Friday, February 19, 2010

Il Parle Anglais, Snowman.

The past four months have been an exercise in my own ability to withstand heartbreak. I have never felt more romanced in my life, and I don't think I've ever used the word 'romance' as much as I have in this time.

I want to say that living in Montreal has been a wonderful experience, but I'm unsure of whether or not I really lived here. I never changed my phone number, and although my bed has been here for the past 4 months, my heart has been elsewhere. I spent November, December and the first part of January living out of a suitcase. I actually spent 16 consecutive days without sleeping in my own bed. Was Montreal ever really home?

It was snowing today. It's still snowing now.
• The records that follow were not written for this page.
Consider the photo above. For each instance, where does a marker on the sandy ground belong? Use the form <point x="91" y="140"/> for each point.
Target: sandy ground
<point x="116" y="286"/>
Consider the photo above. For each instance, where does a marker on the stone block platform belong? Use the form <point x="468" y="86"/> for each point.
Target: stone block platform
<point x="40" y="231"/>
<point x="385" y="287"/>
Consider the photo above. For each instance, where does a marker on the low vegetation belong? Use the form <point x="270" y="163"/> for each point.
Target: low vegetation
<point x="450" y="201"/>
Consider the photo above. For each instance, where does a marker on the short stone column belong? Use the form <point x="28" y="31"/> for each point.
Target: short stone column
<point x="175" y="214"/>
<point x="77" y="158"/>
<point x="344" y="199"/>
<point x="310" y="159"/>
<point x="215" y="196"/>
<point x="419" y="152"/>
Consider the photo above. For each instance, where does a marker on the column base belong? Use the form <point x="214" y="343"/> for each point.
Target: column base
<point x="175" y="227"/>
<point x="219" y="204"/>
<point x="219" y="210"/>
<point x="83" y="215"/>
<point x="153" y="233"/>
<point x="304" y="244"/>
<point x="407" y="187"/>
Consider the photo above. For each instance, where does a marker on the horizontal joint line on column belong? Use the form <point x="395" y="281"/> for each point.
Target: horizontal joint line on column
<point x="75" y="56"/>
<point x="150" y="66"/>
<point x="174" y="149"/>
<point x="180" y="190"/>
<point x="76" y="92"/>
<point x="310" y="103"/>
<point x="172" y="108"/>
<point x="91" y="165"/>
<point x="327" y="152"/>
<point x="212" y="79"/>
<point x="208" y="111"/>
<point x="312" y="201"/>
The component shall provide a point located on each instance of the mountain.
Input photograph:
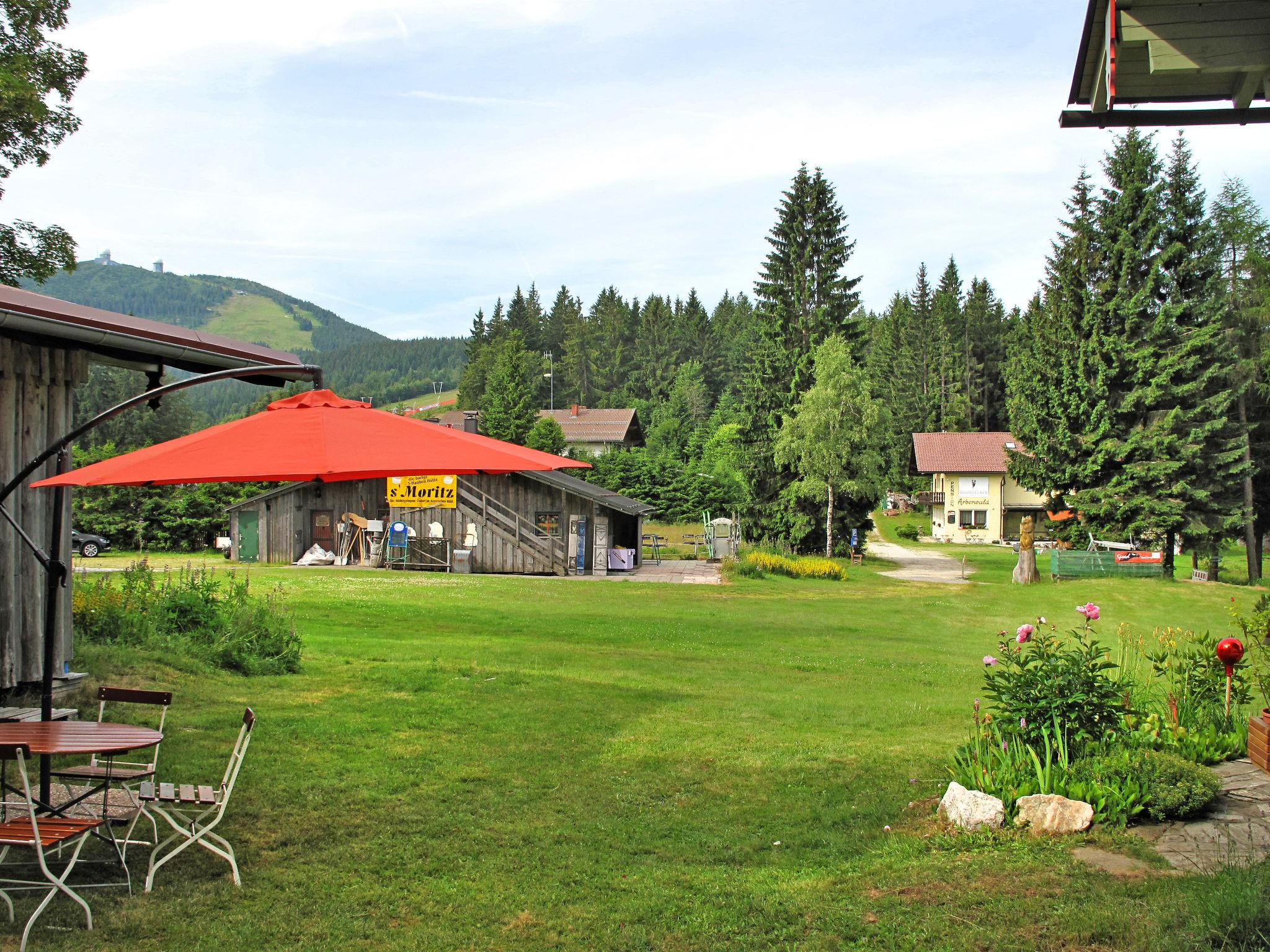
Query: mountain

I decided to take a walk shortly after 3h (that's 3am, to everyone outside of Quebec). As soon as I stepped outside I knew that my feet were going to get wet. I hadn't the faintest notion that a late-night walk up St-Laurent would conjure up memories that are so recent they shouldn't have held such nostalgia.

As memories filled my head, slush filled up my shoes, making my thoughts tangible. Making them real.

I walked farther than I had planned, letting myself fall in to a bit of a trance, induced by the romance that swells the air in this fair city. I watched as cabs drove by, not slowing down to see if I could be a fare. They knew that I was walking with a purpose.

But was I, really? I left my apartment, restless, in search of a hot chocolate and some cheese to snack on. What I found was an urge to see if the bottle that had been thrown out the window at that raucous, tequila-fueled party was still on the sidewalk; A desire to allow the slush to penetrate my shoes and soak right through my socks, to chill me to the bone, to let me re-live a moment. A moment that was nothing more than a hiccough.

And after I had walked farther than I had intended to, but not as far as I wanted to, I turned around and walked against the one-way traffic.

I saw him again.
He spoke English.

If the snow outside were the sticky kind, I would build a snowman. For there is no greater company than a man that you've built to your own specifications, whose expiration date is unpredictable, but impending. The death of a snowman is a death that you are always prepared for.

I'm not sure if it's poetic, ironic, or just pathetic that I see great beauty and sadness in that I am leaving the most romantic place I've ever been at the same time that all the bonhomme-de-neiges are melting.

1 comment:

Infrared said...

My relationship with Montreal has always been complicated.